- Born: 1 November 1931 Craiova, Romania
- Died: 6 September 1972 (aged 40) Fürstenfeldbruck, West Germany
- Cause of death: Terrorist attack
- Body discovered: Fürstenfeldbruck Air Base

= Yossef Gutfreund =

Munich Massacre victim (1931–1972)

Yossef Gutfreund (יוסף גוטפרוינד; 1 November 1931 – 6 September 1972) was an Israeli wrestling judge for his country's 1972 Olympic team. He was murdered in the Munich massacre by Black September terrorists along with 10 other members of the Israeli team.

==Biography==
Yosef Gutfreund attended medical school in Romania, planning to become a veterinarian, but later took up wrestling. Munich was his third Olympics as a wrestling referee.

==Kidnap and death==
On 5 September 1972, Gutfreund was sleeping in the Israeli coaches' quarters in the Olympic Village. At around 4:30 am he heard a noise outside the door and went to investigate, thinking that it might be wrestling coach Moshe Weinberg, who had the other key to the door. He saw the door begin to open and caught a glimpse of masked men with guns on the other side. Gutfreund threw his 6-foot 3-inch, 290 pound frame against the door and screamed a warning to his fellow Israelis. The force expended by Gutfreund on one side of the door and the eight fedayeen on the other was enough to twist the hinges and doorjambs out of place. The precious few seconds allowed his roommate, weightlifting coach Tuvia Sokolsky, to smash a window and escape. In the adjacent Apartment 2, race-walker Dr. Shaul Ladany was jolted awake by Gutfreund's screams and also managed to escape the building.

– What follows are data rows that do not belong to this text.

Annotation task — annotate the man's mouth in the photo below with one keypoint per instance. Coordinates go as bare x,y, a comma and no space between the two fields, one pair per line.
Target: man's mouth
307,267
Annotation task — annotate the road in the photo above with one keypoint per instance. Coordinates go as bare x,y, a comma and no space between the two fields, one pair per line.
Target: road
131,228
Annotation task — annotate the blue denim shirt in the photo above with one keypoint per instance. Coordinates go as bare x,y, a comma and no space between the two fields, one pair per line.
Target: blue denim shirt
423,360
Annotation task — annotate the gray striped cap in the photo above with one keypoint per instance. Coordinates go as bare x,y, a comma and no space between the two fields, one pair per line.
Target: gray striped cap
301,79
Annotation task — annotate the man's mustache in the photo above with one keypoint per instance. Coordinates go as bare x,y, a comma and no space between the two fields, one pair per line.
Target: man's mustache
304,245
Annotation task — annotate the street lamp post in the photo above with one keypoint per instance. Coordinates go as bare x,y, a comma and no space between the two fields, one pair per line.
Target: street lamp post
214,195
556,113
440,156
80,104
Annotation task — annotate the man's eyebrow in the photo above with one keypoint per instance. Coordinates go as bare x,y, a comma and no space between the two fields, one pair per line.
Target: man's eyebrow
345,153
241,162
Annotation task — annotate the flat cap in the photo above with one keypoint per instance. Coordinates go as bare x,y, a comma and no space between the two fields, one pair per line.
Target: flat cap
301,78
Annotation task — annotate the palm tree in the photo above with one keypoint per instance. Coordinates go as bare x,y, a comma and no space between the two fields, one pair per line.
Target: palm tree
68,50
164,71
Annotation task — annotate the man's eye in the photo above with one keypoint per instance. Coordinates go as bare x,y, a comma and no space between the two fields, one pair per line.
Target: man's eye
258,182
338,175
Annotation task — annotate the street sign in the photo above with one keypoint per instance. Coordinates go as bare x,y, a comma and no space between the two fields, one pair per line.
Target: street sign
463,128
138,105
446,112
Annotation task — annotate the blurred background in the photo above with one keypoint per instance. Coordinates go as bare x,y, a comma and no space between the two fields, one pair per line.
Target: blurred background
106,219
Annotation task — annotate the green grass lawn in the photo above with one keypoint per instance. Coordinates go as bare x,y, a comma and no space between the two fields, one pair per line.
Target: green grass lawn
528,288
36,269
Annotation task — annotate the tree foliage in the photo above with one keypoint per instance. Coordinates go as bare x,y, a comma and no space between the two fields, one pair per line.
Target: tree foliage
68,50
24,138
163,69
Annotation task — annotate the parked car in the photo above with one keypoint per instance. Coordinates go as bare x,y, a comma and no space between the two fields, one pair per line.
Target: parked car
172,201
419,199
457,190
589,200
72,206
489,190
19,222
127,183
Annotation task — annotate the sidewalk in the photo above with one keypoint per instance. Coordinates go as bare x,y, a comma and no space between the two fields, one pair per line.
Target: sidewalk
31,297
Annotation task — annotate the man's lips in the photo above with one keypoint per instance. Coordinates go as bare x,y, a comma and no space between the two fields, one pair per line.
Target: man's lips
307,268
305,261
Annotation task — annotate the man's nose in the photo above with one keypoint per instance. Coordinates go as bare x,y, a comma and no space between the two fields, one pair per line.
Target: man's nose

Gutfreund and eight other members of Israeli's Olympic team were captured by the terrorists. Two others who resisted the kidnappers, wrestling coach Weinberg and weightlifter Yossef Romano, were killed by the intruders during the initial break-in.

Twenty-one hours later, on 6 September, Gutfreund was shot and killed by the terrorists during a failed rescue attempt by West German authorities.